Ayah tiga anak itu juga mengungkapkan bahwa penghasilannya dari menjaga parkir mengalami penurunan signifikan pasca Pandemi Covid-19.
“Kalau penghasilan, waktu sebelum Corona itu ya lumayan, tapi kalau sekarang berkurang drastis. Sebelum Corona itu bisa dapat Rp 100 Ribu sehari, tapi belum dipotong setoran. Setor Rp 21 Ribu ke Dishub. Itu pas sebelum Corona, ya bisa bawa pulang itu Rp 80 Ribuan,” ujarnya.
“Kalau setelah Covid-19 sampai sekarang ini rata-rata paling banyak dapat Rp 70 Ribu belum dipotong setoran, kadang bawa pulang ke rumah itu tidak sampai Rp 50 Ribu,” imbuhnya.
Meskipun begitu, penghasilan yang jauh dari kata cukup tersebut tetap ia syukuri. Uang halal dari keringatnya menjaga kendaraan dibawa pulang untuk memenuhi kebutuhan harian.
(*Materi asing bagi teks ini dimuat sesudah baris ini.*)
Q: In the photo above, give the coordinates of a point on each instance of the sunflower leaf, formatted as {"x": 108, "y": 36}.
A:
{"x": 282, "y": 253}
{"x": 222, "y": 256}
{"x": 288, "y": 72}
“Hasilnya itu ya untuk kebutuhan sehari-hari, untuk makan. Untuk beli bensin pulang pergi menjaga parkir. Ya kalau dibilang cukup apa tidak, ya harus dicukup-cukupin. Yang penting harus selalu bersyukur karena masih banyak orang diluar sana yang mungkin lebih sulit dari saya,” ucapnya.
Seiring mentari beranjak naik, sambil sesekali mengurusi parkir, Sardi terus bercerita tentang rasa nyamannya menjaga kendaraan di depan kantor Walikota.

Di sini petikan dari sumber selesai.